Training with Hydra Configurations¶

You may find Hydra configurations under configs/ divided into categories (model, env, train, experiment, etc.).

In practice, we usually want to modify configurations under the experiment folder, of which we report an example below here.

Usage¶

Train model with default configuration (AM on TSP environment):

python run.py

Change experiment¶

Train model with chosen experiment configuration from configs/experiment/

python run.py experiment=routing/am env=tsp env.generator_params.num_loc=50 model.optimizer_kwargs.lr=2e-4

Here you may change the environment, e.g. with env=cvrp by command line or by modifying the corresponding experiment e.g. configs/experiment/routing/am.yaml.

Disable logging¶

python run.py experiment=test/am logger=none '~callbacks.learning_rate_monitor'

Note that ~ is used to disable a callback that would need a logger.

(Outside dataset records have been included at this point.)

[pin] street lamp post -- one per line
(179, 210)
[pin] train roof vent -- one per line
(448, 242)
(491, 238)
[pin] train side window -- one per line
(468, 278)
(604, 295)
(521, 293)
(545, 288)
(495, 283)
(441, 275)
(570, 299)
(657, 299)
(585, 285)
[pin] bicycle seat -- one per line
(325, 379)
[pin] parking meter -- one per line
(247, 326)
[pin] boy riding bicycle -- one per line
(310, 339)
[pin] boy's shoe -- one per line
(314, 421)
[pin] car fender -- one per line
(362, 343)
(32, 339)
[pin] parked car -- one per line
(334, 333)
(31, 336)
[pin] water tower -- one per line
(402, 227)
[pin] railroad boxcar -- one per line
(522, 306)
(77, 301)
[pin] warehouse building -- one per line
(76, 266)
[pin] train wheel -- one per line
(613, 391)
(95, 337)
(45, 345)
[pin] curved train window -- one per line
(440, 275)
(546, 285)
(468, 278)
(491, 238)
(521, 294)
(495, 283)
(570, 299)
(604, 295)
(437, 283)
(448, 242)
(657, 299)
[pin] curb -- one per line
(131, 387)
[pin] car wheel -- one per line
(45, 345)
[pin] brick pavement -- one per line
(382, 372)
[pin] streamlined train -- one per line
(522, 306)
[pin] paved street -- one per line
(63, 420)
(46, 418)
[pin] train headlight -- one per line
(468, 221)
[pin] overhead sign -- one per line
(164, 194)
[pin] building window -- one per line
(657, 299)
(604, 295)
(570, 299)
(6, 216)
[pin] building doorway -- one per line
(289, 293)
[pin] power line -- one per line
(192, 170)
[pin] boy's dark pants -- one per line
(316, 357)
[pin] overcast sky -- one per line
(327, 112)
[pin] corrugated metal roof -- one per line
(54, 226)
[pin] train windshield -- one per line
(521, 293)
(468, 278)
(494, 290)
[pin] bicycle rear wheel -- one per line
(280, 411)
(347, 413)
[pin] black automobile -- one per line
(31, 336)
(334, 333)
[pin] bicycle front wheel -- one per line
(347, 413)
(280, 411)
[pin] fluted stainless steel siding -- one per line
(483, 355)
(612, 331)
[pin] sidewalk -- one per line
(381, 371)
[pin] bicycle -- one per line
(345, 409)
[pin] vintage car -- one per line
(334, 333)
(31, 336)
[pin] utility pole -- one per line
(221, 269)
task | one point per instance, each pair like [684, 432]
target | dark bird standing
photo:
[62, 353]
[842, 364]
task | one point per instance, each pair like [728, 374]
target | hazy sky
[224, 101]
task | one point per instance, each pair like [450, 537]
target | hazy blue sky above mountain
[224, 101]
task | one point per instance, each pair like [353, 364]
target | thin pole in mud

Create a sweep over hyperparameters¶

We can use -m for multirun:

python run.py -m experiment=routing/am  model.optimizer_kwargs.lr=1e-3,1e-4,1e-5

Experiment Configuration Example¶

We report here a configuration for running the Attention Model (AM) on a TSP environment with 50 locations that can be placed under configs/experiment:

# @package _global_

defaults:

  - override /model: am.yaml
  - override /env: tsp.yaml
  - override /callbacks: default.yaml
  - override /trainer: default.yaml
  - override /logger: wandb.yaml

env:
  generator_params:
    loc_distribution: "uniform"
    num_loc: 50

model:
  policy:
    _target_: "rl4co.models.zoo.am.AttentionModelPolicy"
    embed_dim: 128
    num_heads: 8
    num_encoder_layers: 3
  batch_size: 512
  val_batch_size: 1024
  test_batch_size: 1024
  train_data_size: 1_280_000
  val_data_size: 10_000
  test_data_size: 10_000
  optimizer_kwargs:
    lr: 1e-4
    weight_decay: 1e-6
  lr_scheduler:
    "MultiStepLR"
  lr_scheduler_kwargs:
    milestones: [80, 95]
    gamma: 0.1

trainer:
  max_epochs: 100

logger:
  wandb:
    project: "rl4co"
    tags: ["am", "${env.name}"]
    group: ${env.name}${env.generator_params.num_loc}
    name: am-${env.name}${env.generator_params.num_loc}

What does this configuration do? Let's break it down!

defaults:

  - override /model: am.yaml
  - override /env: tsp.yaml
  - override /callbacks: default.yaml
  - override /trainer: default.yaml
  - override /logger: wandb.yaml

This section sets the default configuration for the model, environment, callbacks, trainer, and logger. This means that if a key is not specified in the experiment configuration, the default value will be used. Note that these are set in the root configs/ folder, and are useful for better organization and reusability.

env: 
  generator_params:
    loc_distribution: "uniform"
    num_loc: 50

This section specifies the environment configuration. In this case, we are using the TSP environment with 50 locations generated uniformly.

model:
  policy:
    _target_: "rl4co.models.zoo.am.AttentionModelPolicy"
    embed_dim: 128
    num_heads: 8
    num_encoder_layers: 3
  batch_size: 512
  val_batch_size: 1024
  test_batch_size: 1024
  train_data_size: 1_280_000
  val_data_size: 10_000
  test_data_size: 10_000
  optimizer_kwargs:
    lr: 1e-4
    weight_decay: 1e-6
  lr_scheduler:
    "MultiStepLR"
  lr_scheduler_kwargs:
    milestones: [80, 95]
    gamma: 0.1

This section specifies the RL model (i.e., Lightning module) configuration. While this usually includes the policy architecture already (hence the name "model"), we can override it by specifying a _target_ key and additional parameters to initialize the policy. Finally, we specify the batch sizes, data sizes, optimizer parameters, and learning rate scheduler.

trainer:
  max_epochs: 100

This section specifies the trainer configuration. Here, we are training the model for 100 epochs.

logger:
  wandb:
    project: "rl4co"
    tags: ["am", "${env.name}"]
    group: ${env.name}${env.generator_params.num_loc}
    name: am-${env.name}${env.generator_params.num_loc}

Finally, this section specifies the logger configuration. In this case, we are using Weights & Biases (WandB) to log the results of the experiment. We specify the project name, tags, group, and name of the experiment.

That's it! 🎉

Tip

For more advanced content and detailed descriptions, you may also check out this notebook!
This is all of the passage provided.